Consider the code snippet below:
public boolean search(String word) {
return isMatch(word, root, 0, true);
}
public boolean startsWith(String prefix) {
return isMatch(prefix, root, 0, false);
}
public boolean isMatch( String s, TrieNode node, int index, boolean isFullMatch) {
if (node == null)
return false;
if (index == s.length())
return !isFullMatch || node.isEndOfWord;
return isMatch(s, node.children[s.charAt(index) - 'a'], index + 1, isFullMatch);
}
The method startsWith()
is used to find if the desired key prefix is present in the trie or not. Also, both the search()
and startsWith()
methods make use of isMatch()
method.
Entire Code:
class Trie {
class TrieNode {
boolean isEndOfWord;
TrieNode children[];
public TrieNode(){
isEndOfWord = false;
children = new TrieNode[26];
}
}
TrieNode root;
public Trie() {
root = new TrieNode();
}
public void insert(String word) {
TrieNode node = root;
for (char c : word.toCharArray()) {
if (node.children[c-'a'] == null) {
node.children[c-'a'] = new TrieNode();
}
node = node.children[c-'a'];
}
node.isEndOfWord = true;
}
public boolean search(String word) {
return isMatch(word, root, 0, true);
}
public boolean startsWith(String prefix) {
return isMatch(prefix, root, 0, false);
}
public boolean isMatch( String s, TrieNode node, int index, boolean isFullMatch) {
if (node == null)
return false;
if (index == s.length())
return !isFullMatch || node.isEndOfWord;
return isMatch(s, node.children[s.charAt(index) - 'a'], index + 1, isFullMatch);
}
public static void main(String[] args){
Trie trie = new Trie();
trie.insert("cat");
trie.insert("car");
trie.insert("dog");
trie.insert("pick");
trie.insert("pickle");
boolean isPresent = trie.search("cat");
System.out.println(isPresent);
isPresent = trie.search("picky");
System.out.println(isPresent);
isPresent = trie.startsWith("ca");
System.out.println(isPresent);
isPresent = trie.startsWith("pen");
System.out.println(isPresent);
}
}
The output of the above looks like this:
true
false
true
false
Trie Applications
-
The most common use of tries in real world is the autocomplete feature that we get on a search engine(now everywhere else too). After we type something in the search bar, the tree of the potential words that we might enter is greatly reduced, which in turn allows the program to enumerate what kinds of strings are possible for the words we have typed in.
-
Trie also helps in the case where we want to store additional information of a word, say the popularity of the word, which makes it so powerful. You might have seen that when you type "foot" on the search bar, you get "football" before anything say "footpath". It is because "football" is a much popular word.
-
Trie also has helped in checking the correct spellings of a word, as the path is similar for a slightly misspelled word.
-
String matching is another case where tries to excel a lot.
Key Points
-
The time complexity of creating a trie is O(m*n)
where m = number of words in a trie and n = average length of each word.
-
Inserting a node in a trie has a time complexity of O(n)
where n = length of the word we are trying to insert.
-
Inserting a node in a trie has a space complexity of O(n)
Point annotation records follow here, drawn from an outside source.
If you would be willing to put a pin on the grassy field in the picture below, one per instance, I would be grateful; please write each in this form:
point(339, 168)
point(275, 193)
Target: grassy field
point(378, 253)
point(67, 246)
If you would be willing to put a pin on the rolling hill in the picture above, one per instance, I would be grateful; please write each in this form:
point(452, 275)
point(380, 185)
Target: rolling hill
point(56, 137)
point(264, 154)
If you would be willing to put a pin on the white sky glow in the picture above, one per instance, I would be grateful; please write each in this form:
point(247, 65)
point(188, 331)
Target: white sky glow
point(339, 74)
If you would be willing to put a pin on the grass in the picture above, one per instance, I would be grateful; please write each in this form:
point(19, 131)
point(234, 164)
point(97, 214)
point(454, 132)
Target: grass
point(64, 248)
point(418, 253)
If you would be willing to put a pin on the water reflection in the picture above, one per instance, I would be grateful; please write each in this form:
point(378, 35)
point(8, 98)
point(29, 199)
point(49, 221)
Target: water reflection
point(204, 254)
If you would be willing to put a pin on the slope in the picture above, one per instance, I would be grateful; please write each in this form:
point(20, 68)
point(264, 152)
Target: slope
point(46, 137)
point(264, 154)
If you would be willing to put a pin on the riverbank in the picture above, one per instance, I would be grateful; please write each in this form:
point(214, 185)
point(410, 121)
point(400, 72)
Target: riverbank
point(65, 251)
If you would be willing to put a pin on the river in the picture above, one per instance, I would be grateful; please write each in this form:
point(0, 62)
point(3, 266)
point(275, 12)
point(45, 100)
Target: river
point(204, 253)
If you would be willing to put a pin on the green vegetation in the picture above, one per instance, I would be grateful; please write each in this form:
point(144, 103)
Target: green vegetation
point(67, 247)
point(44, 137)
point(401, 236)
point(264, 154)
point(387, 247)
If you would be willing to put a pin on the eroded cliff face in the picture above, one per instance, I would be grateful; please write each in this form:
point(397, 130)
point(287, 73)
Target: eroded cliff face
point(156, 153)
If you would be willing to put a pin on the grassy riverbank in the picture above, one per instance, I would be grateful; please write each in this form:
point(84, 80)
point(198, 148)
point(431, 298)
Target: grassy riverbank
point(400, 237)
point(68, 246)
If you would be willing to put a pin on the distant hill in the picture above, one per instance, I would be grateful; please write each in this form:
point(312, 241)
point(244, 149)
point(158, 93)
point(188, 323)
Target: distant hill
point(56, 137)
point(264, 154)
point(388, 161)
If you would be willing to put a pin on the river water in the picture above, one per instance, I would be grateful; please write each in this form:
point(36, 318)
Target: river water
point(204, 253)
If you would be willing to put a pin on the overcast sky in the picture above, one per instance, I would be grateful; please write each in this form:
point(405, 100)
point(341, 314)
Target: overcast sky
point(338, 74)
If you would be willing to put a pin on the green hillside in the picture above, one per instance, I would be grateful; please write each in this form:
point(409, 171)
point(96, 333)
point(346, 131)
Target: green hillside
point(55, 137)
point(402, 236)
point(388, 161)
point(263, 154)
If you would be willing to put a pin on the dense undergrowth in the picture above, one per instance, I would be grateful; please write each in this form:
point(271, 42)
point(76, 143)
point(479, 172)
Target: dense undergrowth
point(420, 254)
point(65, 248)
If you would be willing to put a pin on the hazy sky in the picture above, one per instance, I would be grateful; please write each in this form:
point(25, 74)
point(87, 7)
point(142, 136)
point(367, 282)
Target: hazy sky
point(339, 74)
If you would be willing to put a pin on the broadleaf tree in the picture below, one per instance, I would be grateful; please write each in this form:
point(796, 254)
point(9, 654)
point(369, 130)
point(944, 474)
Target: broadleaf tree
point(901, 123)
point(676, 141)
where n = length of the word we are trying to insert.
-
Time complexity for searching a key(word) in a trie is O(n)
where n = length of the word we are searching.
-
Space complexity for searching a key(word) in a trie is O(1)
.
-
Searching for a prefix of a key(word) also has a time complexity of O(n)
and space complexity of O(1)
.
Conclusions
-
We learned what a Trie is, and why do we need one.
-
We also implemented trie in Java, where insert and search were the main methods implemented.
-
We then talked about the applications of Trie data structure in real world, followed by several key points that we should also remember about trie's.